Did you know that Little Prince has been translated into 250 languages, including Braille? Impressive!
It has been a good ten years before I read the book that the cartoon was based (loosely) on. Now that I look at the story by Antoine de Saint-Exupery, I am left wondering what is the back story. The opening begins with the narrator alone in the Sahara desert after his plane has crashed. It is there that he meets the Little Prince, who wanders out of the desert asking that the narrator draw him a sheep. He learns about the Little Prince's home and the Rose he loves, but doesn't always appear to return his love. So, the Little Prince feels the need to leave and go out into the universe to learn.
It's a touching story of trying to find your way in the world, being lost because you don't understand any of it (because clearly adults are stupid), and realizing that what you knew as a child is just as important as what you know as an adult (maybe more). The book is pretty special, even though it was a sad and thoughtful story.
But, I cannot hate the movie adaptation of The Little Prince, it was made in 1974. It was a musical with cheesy songs (written by Learner and Loewe and the Snake Dance number choreographed by Bob Fosse), that told the story. I mean the songs were pretty silly, one is about the drawing of a hat/boa constrictor that swallowed an elephant and what people think it is that is simply called, "I Need Air (It's a Hat)". To be fair, the singing voices of the all of the actors in the movie were spot on and in tune; and Gene Wilder is a born song and dance man, not just with Charlie and the Chocolate Factory. I totally have even more respect for him after watching this movie.

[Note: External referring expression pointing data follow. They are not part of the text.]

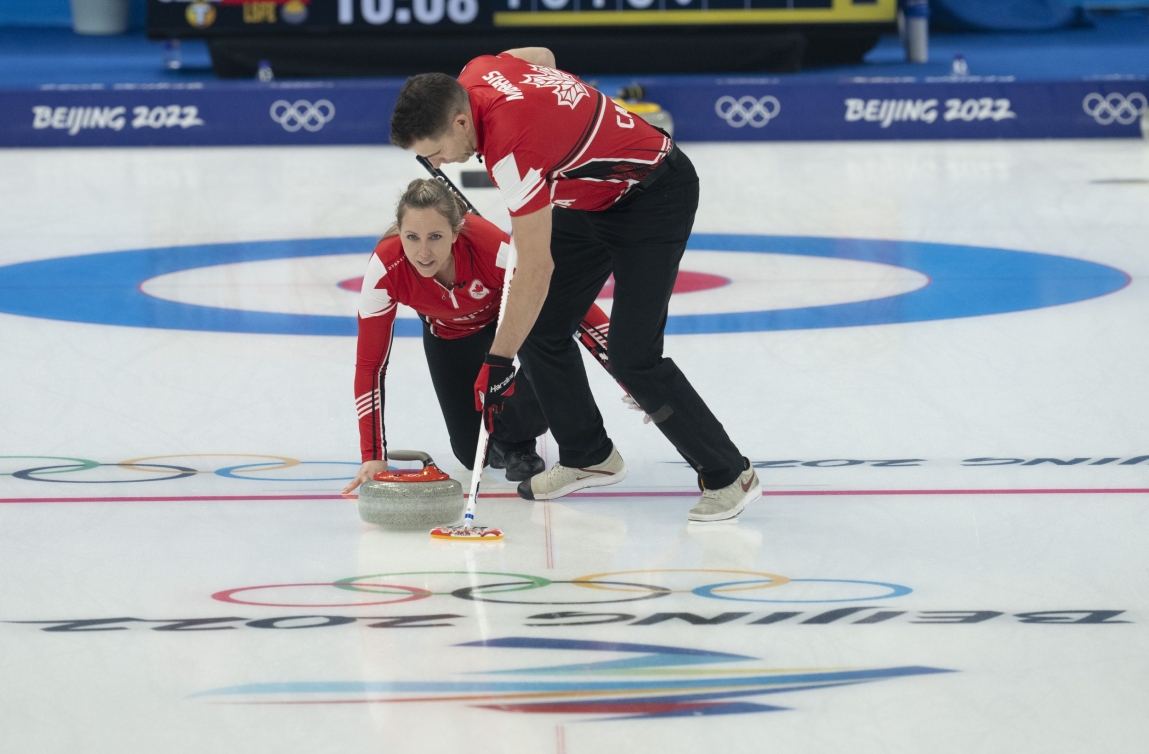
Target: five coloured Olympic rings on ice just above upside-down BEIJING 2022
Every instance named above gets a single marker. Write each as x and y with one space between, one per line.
381 586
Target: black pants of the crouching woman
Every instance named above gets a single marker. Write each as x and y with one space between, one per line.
454 367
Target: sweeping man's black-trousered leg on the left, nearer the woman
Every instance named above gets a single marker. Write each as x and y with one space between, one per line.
551 357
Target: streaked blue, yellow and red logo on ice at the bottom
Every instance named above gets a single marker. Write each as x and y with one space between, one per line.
656 681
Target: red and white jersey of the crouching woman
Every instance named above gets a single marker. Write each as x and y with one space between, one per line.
467 306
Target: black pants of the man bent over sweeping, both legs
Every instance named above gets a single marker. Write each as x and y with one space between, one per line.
642 241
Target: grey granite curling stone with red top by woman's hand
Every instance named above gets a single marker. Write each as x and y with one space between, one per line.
412 498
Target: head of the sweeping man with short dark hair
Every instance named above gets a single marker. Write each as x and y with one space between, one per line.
434 118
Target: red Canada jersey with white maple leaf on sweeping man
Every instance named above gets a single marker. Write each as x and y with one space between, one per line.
549 139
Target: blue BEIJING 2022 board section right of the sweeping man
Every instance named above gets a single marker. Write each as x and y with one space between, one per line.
754 110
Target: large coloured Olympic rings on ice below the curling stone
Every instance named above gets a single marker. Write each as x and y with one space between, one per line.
464 586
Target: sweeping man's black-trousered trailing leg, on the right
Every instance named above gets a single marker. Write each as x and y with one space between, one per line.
647 236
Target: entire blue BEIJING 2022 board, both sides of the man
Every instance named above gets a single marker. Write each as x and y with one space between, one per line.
705 110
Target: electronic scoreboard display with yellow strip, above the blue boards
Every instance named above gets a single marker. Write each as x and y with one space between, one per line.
175 19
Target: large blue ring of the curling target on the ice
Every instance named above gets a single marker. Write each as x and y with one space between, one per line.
965 282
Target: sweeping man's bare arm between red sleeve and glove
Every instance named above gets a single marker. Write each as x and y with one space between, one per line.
530 284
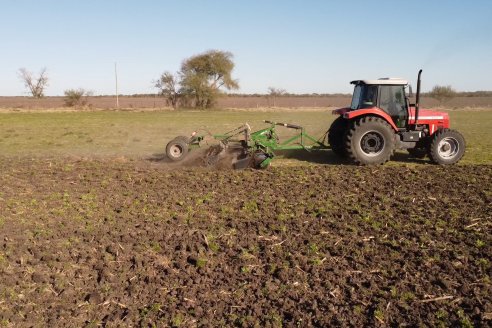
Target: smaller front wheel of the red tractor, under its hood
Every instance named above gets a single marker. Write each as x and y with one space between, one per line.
447 147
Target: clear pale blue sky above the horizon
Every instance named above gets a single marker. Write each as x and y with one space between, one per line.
301 46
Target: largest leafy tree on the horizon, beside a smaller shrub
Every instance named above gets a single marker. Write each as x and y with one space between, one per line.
204 76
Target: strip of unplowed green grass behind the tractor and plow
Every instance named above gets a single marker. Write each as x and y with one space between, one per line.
145 134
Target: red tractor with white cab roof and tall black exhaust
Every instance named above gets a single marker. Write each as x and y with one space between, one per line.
381 120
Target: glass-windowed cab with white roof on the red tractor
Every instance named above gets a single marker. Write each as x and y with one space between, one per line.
387 94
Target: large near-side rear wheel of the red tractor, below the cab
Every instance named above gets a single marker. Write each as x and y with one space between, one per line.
370 141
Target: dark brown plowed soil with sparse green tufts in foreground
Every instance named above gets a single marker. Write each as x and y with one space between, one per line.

Also there is Bob Fosse, the master of modern dance and choreographer as the Snake; and Richard Kiley, who has performed as Don Quixote in Man of LaMancha and Caliph in Kismet, as the pilot/narrator. These are two super talented and maybe oddly placed performers, yet, Fosse is a snake personified and Kiley is very believable as a rejected artist, turned pilot narrator.
It is true that as I watched the 88 minute musical, I found that while I groaned at the songs, they truthfully told a story. A good story even. Maybe it was a bit repetitive to my adult mind, with the songs, but I could watch this all the way through and even watch it multiple times. The book is a poignant story about being made to be an adult and coming to terms with the youthfulness of the Little Prince, but also learning that you are responsible for the things you love and tame. The movie made the characters even more vivid.
I won't lie, I was crushed that they didn't include the Lamplighter planet, shifted the Snake and Fox's order in the story, and made the end a clear cut 'ending'. That is NOT a spoiler! But the movie/musical does include de Saint-Exupery's original drawings and much of the original Narrator's dialogue. That was a nice touch. Another down side, the snake used in the movie is a boa constrictor and NOT POISONOUS, while the snake referenced was a poisonous snake. Okay, that was probably due to logistics and safety. But really?
Did you know de Saint-Exupery was a pilot and ended up in exile in America, beginning in 1940 after France's defeat? He wrote The Little Prince in 1942 and combined his experience as a pilot and his time in the Sahara Desert and echoed his loneliness that his exile caused.
Both mediums have done a decent job representing the story of de Saint-Exupery. While the cartoon is only loosely based on the story, it also gives you an the innocence and the simplicity that is the Little Prince. I recommend give the movie a watch, it's cheesy and the songs are over the top, but it's awfully close to the original story. And it's good! The acting is actually good and the singing is excellent. But, I also suggest that everyone (who likes to read) should read The Little Prince anyway.